Distress, shame and guilt about the behaviors erode the addict’s already weak self-esteem.
Sexual addiction can be conceptualized as an intimacy disorder manifested as a compulsive cycle of preoccupation, ritualization, sexual behavior, and despair.
Sex addicts use behaviors rather than substances as coping mechanisms.
These might include masturbation, compulsive viewing of pornography, infidelity, one-night stands and a host of other ‘acting out’ practices that undermine the ability to form intimate bonds with another human being.
Regardless of the particular brand of sex addiction, this stage of reentry into the dating pool is critical for every sex addict.

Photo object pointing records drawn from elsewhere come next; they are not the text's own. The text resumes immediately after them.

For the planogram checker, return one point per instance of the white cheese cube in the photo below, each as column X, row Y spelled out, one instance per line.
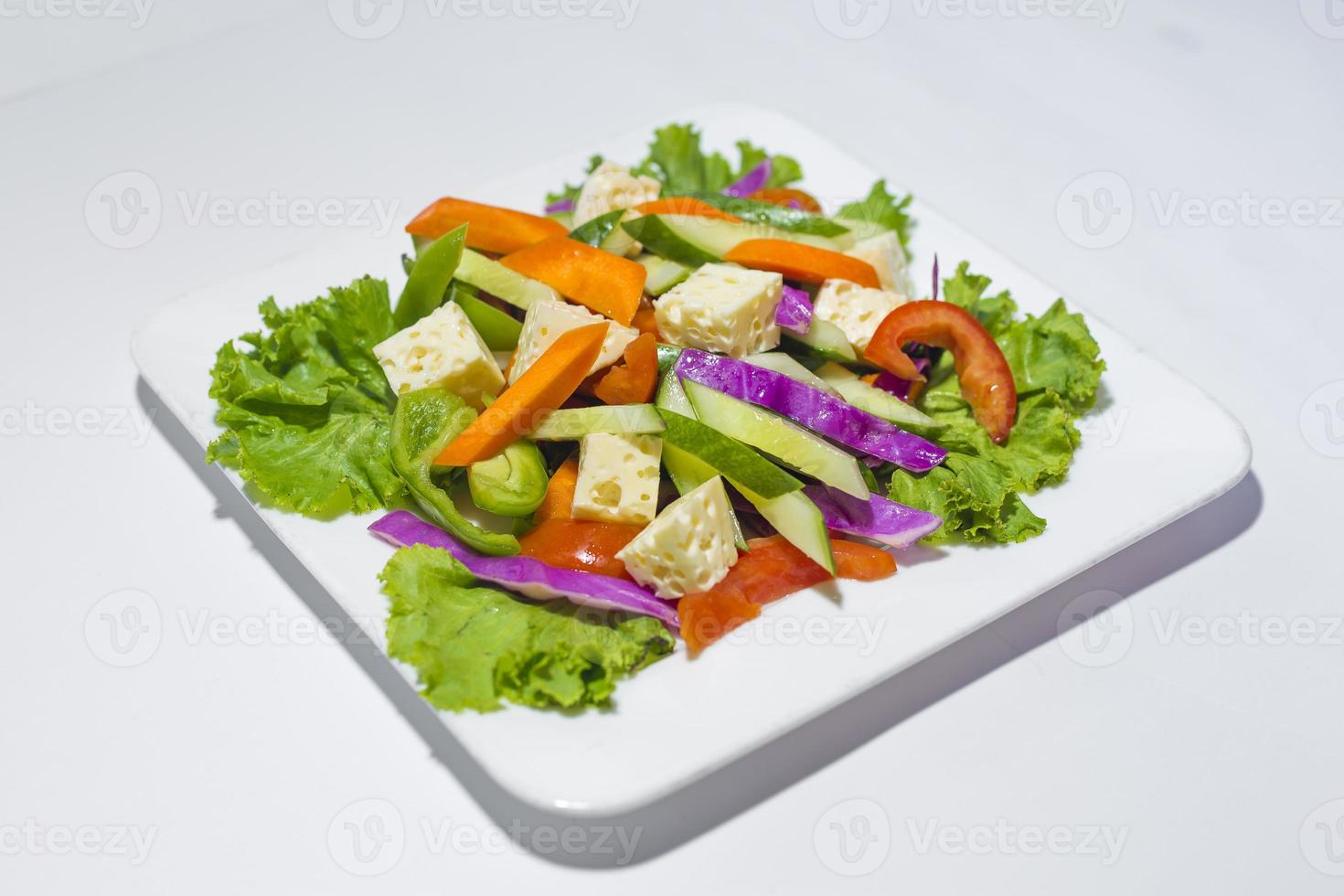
column 688, row 549
column 886, row 255
column 618, row 478
column 443, row 349
column 611, row 187
column 855, row 309
column 546, row 321
column 722, row 308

The use of certain antidepressants (SSRIs) has proved to be very effective in treating the impulse control problems of many sexual compulsives.Individuals who are highly disciplined, accomplished and able to direct the force of their will in other areas of life fall prey to sexual compulsion.More importantly, people who love and cherish their partners can still be enslaved by these irresistible urges.Instead of seeing transparency as a punishment or a hindrance, the addict must come to view it as rock-solid security measure again potential relapse, where relapse would eliminate all chances at personal happiness.The realm of healthy dating may seem strange for other reasons as well.However, once in therapy, there inevitably comes a day when the sex addict is ready to embark on that daunting journey we call dating.For a man who has spent years, if not decades, relating to porn actresses on a computer screen, encountering a flesh and blood partner can seem unpredictable and terrifying.After all, addiction tends to arrest people emotionally, and in recovery they often surface at the point from which they left off, feeling, for instance, like a 20-year old trapped in a 35-year old’s body.Here the therapist can offer gentle, loving encouragement to try giving people their own age a chance.Central to the disorder is the inability of the individual to adequately bond and attach in intimate relationships.The syndrome is rooted in early attachment failure with primary caregivers.